Just a few days after KJ’s first infusion, he showed signs of improvement. The colour in his cheeks returned; he could tolerate more protein in his diet without causing a toxic increase in ammonia; and clinicians were able to slowly decrease his medication. Over the next two months, KJ received two additional infusions at higher levels. He has not had any serious side effects to date and is now growing and thriving, even recovering from typical childhood illnesses like rhinovirus without ammonia building up in his body.
KJ continues to be monitored as an inpatient at CHOP — indeed, he will need careful monitoring for the rest of his life — and longer follow-up will be needed to fully evaluate the benefits of the therapy. But Ahrens-Nicklas believes the initial findings are quite promising, while KJ’s parents are looking forward to soon welcoming him home.

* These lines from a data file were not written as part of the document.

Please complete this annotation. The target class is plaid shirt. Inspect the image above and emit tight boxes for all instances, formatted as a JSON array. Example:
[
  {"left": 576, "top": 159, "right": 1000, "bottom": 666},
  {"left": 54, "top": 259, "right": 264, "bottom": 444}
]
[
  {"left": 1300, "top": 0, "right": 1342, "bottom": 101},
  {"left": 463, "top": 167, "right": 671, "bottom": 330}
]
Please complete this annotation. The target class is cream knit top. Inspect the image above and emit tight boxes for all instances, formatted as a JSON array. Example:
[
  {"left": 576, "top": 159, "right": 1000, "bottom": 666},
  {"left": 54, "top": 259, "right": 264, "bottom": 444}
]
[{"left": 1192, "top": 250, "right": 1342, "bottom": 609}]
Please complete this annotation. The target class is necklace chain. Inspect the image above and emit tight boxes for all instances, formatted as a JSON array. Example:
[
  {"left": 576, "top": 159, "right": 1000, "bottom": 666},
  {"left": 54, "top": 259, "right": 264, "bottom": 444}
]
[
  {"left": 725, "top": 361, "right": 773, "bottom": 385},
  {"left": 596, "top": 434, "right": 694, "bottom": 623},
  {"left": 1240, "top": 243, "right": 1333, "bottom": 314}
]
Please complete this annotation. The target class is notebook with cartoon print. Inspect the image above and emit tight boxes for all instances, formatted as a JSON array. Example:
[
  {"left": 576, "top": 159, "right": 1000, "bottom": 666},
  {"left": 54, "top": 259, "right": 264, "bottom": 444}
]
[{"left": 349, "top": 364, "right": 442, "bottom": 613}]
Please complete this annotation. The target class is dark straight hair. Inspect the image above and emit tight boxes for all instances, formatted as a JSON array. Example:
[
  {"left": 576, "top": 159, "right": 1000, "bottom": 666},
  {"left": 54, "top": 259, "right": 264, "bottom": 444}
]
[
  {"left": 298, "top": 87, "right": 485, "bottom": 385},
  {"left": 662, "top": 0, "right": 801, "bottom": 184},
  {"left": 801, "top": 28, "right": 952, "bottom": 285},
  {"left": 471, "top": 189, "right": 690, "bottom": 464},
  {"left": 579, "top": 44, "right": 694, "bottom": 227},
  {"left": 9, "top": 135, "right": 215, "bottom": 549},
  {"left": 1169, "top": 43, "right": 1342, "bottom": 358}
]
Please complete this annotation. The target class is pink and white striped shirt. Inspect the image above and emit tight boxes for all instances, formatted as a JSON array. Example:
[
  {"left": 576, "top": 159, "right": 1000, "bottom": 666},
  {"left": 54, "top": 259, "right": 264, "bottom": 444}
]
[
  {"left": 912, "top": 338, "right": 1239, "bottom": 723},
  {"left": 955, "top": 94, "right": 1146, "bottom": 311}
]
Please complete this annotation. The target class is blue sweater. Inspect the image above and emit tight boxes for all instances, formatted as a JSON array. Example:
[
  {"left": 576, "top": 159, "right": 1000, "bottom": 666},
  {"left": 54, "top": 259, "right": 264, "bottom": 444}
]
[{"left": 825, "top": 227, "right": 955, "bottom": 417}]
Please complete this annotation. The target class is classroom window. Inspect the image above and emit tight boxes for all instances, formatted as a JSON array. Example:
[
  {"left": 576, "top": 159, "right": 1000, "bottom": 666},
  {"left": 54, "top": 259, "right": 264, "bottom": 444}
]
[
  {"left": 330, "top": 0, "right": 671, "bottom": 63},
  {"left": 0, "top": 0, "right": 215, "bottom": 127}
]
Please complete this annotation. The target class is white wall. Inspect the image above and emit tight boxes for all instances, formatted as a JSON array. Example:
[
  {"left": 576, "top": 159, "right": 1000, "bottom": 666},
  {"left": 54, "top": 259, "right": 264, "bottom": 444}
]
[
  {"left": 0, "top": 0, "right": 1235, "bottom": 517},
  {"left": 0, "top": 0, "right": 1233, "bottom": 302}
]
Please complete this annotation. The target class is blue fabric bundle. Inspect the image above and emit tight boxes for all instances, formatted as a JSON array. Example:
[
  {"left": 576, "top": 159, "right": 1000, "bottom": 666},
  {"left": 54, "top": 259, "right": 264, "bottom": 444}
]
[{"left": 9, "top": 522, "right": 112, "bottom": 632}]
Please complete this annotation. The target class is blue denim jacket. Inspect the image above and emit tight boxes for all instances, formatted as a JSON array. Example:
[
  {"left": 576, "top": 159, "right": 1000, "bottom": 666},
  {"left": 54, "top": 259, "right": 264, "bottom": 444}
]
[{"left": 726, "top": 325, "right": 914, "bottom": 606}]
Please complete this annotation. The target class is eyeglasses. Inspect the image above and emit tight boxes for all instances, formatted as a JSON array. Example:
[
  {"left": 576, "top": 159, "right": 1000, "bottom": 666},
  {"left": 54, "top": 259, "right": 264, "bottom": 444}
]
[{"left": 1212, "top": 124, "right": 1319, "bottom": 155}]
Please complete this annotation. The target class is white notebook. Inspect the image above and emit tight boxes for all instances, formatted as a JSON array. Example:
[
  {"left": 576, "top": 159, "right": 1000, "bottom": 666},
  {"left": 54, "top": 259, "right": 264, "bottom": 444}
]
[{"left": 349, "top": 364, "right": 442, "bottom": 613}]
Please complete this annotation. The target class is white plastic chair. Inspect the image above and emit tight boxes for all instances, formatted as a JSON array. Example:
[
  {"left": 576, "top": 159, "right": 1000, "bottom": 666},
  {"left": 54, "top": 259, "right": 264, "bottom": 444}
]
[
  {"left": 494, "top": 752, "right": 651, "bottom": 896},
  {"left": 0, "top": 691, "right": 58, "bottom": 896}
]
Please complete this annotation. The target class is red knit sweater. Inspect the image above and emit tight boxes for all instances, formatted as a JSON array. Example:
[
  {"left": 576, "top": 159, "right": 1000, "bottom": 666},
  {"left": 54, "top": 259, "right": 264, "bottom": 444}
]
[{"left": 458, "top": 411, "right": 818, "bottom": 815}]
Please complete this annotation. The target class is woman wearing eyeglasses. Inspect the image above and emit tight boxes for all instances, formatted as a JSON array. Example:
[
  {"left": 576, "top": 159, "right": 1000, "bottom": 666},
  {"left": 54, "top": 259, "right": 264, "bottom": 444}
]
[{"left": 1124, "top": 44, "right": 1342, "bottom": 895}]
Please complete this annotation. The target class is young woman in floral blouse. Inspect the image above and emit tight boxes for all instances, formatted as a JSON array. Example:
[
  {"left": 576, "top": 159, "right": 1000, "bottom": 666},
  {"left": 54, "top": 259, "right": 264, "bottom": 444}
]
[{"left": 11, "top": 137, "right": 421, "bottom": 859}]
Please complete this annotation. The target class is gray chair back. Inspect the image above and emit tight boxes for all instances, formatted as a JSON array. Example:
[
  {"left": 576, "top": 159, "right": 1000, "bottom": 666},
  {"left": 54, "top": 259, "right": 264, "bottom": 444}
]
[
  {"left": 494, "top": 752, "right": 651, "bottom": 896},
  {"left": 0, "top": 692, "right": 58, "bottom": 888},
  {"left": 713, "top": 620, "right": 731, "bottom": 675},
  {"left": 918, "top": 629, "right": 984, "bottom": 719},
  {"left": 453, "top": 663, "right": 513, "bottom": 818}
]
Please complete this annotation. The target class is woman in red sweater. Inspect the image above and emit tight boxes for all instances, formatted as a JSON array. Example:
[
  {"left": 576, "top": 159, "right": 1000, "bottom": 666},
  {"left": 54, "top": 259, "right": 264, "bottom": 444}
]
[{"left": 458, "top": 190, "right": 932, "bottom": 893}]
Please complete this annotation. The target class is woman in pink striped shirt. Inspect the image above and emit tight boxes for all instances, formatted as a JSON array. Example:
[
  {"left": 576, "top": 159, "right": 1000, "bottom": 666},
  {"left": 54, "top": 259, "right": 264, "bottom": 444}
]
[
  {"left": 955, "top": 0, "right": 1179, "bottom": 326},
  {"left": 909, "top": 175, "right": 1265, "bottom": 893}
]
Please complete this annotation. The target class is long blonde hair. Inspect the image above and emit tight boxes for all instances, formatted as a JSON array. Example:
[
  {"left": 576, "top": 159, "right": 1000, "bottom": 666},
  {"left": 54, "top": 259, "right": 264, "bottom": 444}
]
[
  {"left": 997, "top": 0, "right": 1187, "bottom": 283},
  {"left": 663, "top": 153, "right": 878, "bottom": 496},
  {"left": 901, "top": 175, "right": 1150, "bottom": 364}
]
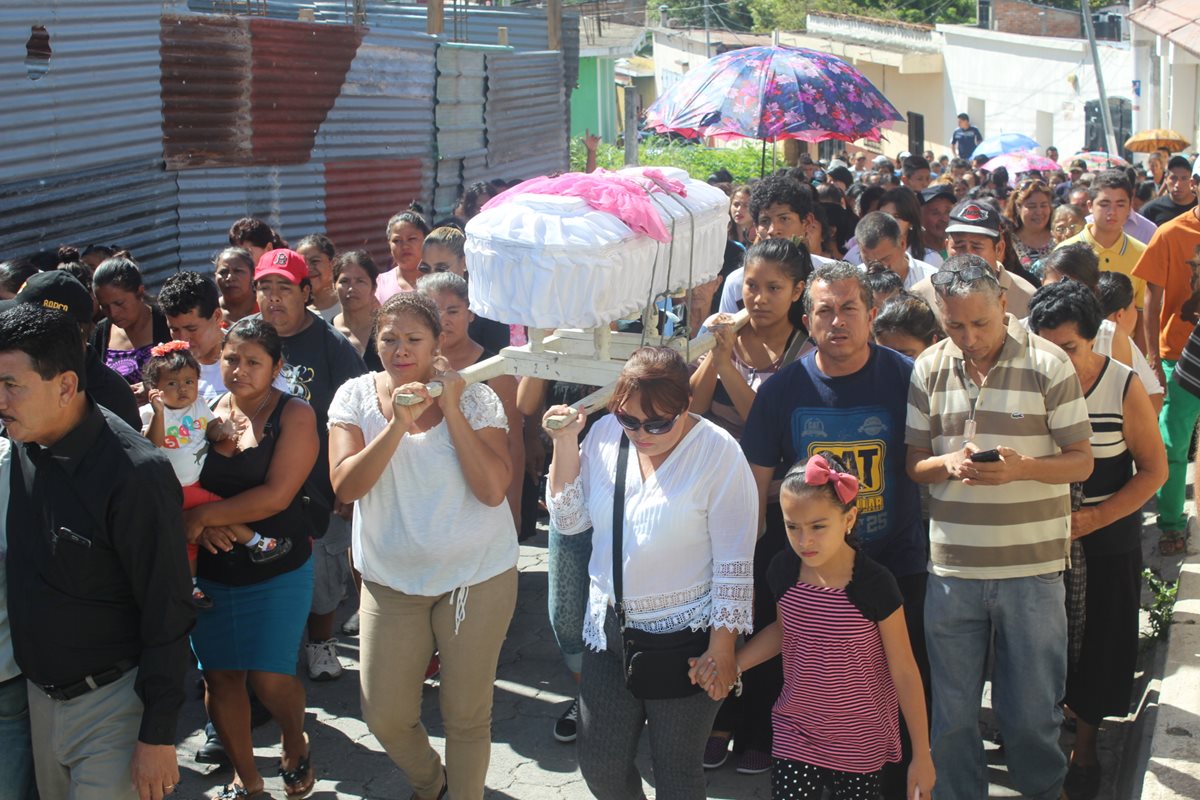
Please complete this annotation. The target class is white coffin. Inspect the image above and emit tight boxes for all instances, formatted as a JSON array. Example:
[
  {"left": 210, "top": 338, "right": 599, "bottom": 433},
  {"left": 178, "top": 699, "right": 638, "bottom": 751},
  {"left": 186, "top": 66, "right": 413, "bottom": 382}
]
[{"left": 466, "top": 168, "right": 730, "bottom": 329}]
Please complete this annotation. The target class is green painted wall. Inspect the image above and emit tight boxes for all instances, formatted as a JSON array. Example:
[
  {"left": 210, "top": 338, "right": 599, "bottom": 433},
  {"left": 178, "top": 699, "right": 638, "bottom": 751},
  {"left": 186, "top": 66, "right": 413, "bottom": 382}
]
[{"left": 571, "top": 56, "right": 619, "bottom": 144}]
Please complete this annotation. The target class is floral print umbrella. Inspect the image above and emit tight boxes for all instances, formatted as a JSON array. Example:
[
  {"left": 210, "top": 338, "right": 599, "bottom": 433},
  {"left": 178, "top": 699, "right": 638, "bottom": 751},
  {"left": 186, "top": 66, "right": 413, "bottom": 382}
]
[{"left": 646, "top": 46, "right": 904, "bottom": 142}]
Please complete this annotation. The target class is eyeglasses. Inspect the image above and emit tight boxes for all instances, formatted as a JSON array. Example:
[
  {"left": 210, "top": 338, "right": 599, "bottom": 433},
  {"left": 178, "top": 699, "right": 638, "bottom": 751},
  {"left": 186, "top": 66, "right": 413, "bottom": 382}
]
[
  {"left": 929, "top": 266, "right": 998, "bottom": 287},
  {"left": 612, "top": 411, "right": 680, "bottom": 437}
]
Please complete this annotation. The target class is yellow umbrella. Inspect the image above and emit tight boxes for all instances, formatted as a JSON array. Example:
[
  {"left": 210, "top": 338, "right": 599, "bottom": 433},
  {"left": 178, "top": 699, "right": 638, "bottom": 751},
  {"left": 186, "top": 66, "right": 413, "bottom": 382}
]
[{"left": 1126, "top": 128, "right": 1189, "bottom": 152}]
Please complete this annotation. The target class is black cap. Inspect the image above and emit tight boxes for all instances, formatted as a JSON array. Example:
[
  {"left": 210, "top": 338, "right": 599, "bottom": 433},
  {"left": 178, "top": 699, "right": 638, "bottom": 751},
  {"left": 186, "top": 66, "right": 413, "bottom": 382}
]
[
  {"left": 946, "top": 200, "right": 1004, "bottom": 239},
  {"left": 920, "top": 184, "right": 959, "bottom": 205},
  {"left": 0, "top": 270, "right": 92, "bottom": 325},
  {"left": 827, "top": 167, "right": 854, "bottom": 186}
]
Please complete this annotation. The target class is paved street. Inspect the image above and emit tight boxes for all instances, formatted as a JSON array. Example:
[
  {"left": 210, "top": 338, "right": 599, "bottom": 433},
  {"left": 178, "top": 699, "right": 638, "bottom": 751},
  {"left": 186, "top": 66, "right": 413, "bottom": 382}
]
[{"left": 175, "top": 515, "right": 1176, "bottom": 800}]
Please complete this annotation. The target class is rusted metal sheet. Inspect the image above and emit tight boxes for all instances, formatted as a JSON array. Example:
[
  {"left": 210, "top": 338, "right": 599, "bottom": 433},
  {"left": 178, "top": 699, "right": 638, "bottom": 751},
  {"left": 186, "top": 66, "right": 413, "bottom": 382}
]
[
  {"left": 313, "top": 28, "right": 437, "bottom": 162},
  {"left": 0, "top": 161, "right": 179, "bottom": 284},
  {"left": 250, "top": 18, "right": 362, "bottom": 164},
  {"left": 325, "top": 158, "right": 428, "bottom": 270},
  {"left": 484, "top": 50, "right": 568, "bottom": 178},
  {"left": 161, "top": 14, "right": 253, "bottom": 169},
  {"left": 0, "top": 0, "right": 162, "bottom": 182},
  {"left": 174, "top": 163, "right": 325, "bottom": 271}
]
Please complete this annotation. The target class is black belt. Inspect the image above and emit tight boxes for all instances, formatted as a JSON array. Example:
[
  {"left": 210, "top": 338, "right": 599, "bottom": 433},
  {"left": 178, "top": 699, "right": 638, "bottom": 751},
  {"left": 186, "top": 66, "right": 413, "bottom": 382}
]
[{"left": 31, "top": 658, "right": 138, "bottom": 700}]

“Years and years of progress in gene editing and collaboration between researchers and clinicians made this moment possible, and while KJ is just one patient, we hope he is the first of many to benefit from a methodology that can be scaled to fit an individual patient’s needs,” Ahrens-Nicklas said.
“We want each and every patient to have the potential to experience the same results we saw in this first patient, and we hope that other academic investigators will replicate this method for many rare diseases and give many patients a fair shot at living a healthy life,” Musunuru added. “The promise of gene therapy that we’ve heard about for decades is coming to fruition, and it’s going to utterly transform the way we approach medicine.”